Tout est colossal dans Tristan, et tout de suite. Wagner, en le composant, a dû ressentir la volupté dont parle Maurice de Guérin, et « qui n’est connue, dit-il, que des rivages de la mer, de renfermer sans aucune perte une vie montée à son comble, et irritée. » C’est le premier acte : Iseult, au paroxysme de la fureur, et de la fureur d’amour, a mandé Tristan pour qu’il s’humilie devant elle et qu’avec elle il meure. Le fier et doux héros va paraître ; il entre, et son entrée est l’une des grandes choses de la musique. Quatre notes seulement, quatre terribles notes de cuivre, forment ce thème. On hésite à l’appeler mélodie, tant il est court. C’en est une pourtant. Il suffit, pour s’en convaincre, de se souvenir d’une autre, aussi formidable et encore plus brève, car elle n’a que deux notes, qui sont les deux premières de la symphonie en ut mineur. Celles-ci descendent et tombent ; la mélodie de Tristan s’élève ; elle ressemble à un pas en avant, à un degré qu’il faut franchir. Et cela est naturel si, comme l’a dit Beethoven, le début de la symphonie en ut mineur représente le destin qui frappe à la porte, en d’autres termes, une intervention, une agression de forces extérieures et accablantes. Le motif de Tristan, au contraire, exprime un effort de l’âme qui résiste, de la volonté qui se raidit. C’est pour cela qu’il monte, avec une énergie et une puissance que la mélodie analogue et inverse de Beethoven est seule peut-être à égaler.

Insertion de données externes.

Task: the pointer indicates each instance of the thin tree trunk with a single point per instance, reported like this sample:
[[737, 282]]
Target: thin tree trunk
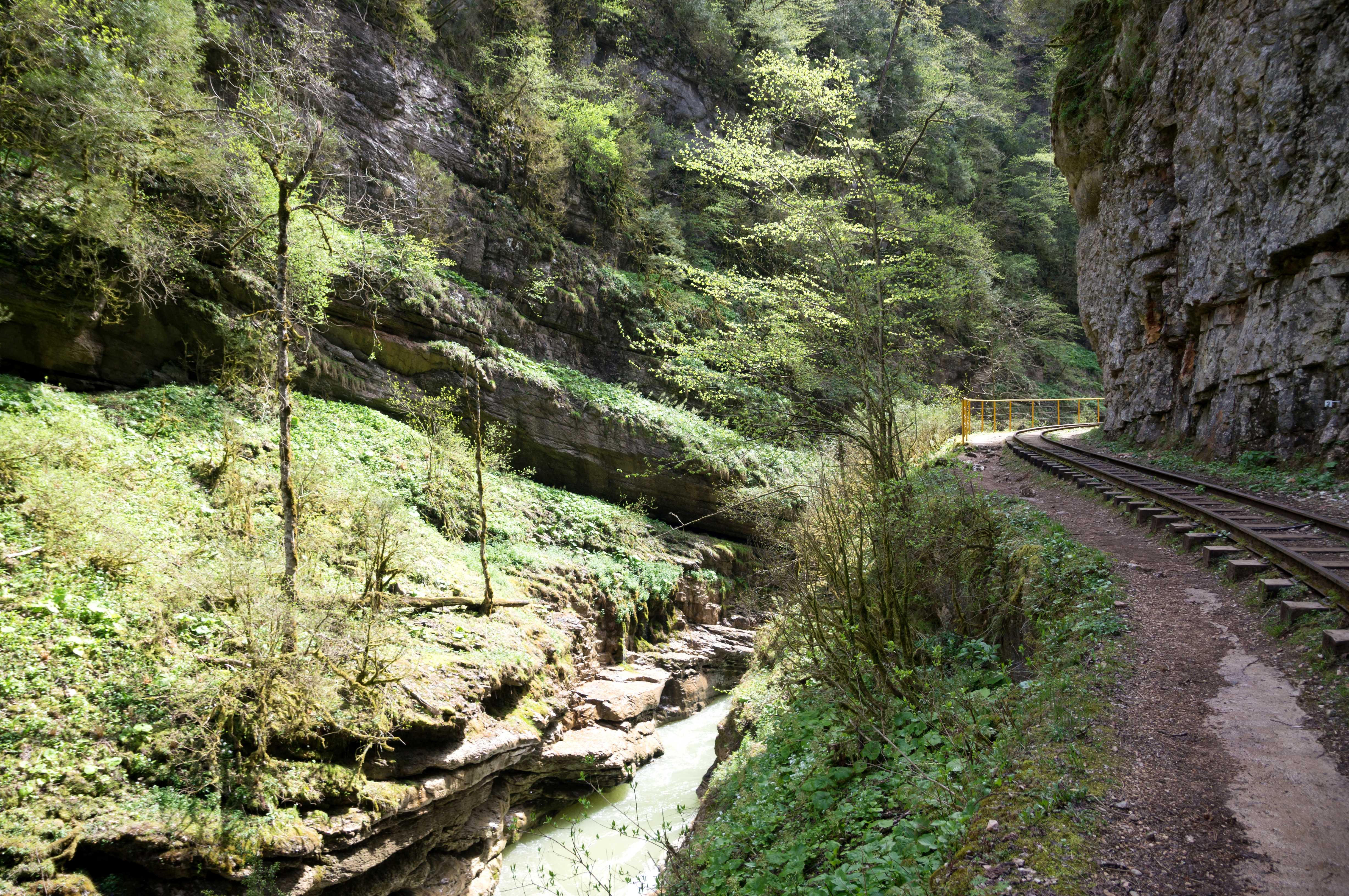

Rien de plus grandiose encore que la fin du premier acte, où tantôt raccourcis, tantôt étendus au contraire, tantôt exaltés et comme fous, les thèmes se pressent, se heurtent et se bousculent dans une cohue sans pareille. Et, tandis que la plupart des finales d’opéra, les meilleurs, les plus beaux, sont consacrés à l’explosion des sentimens d’une foule (second finale de Guillaume Tell ou Bénédiction des Poignards), ici la symphonie prodigieuse a pour objet principal, à peu près unique, une péripétie tout individuelle, l’action ou le drame qui vient de se nouer entre les deux héros.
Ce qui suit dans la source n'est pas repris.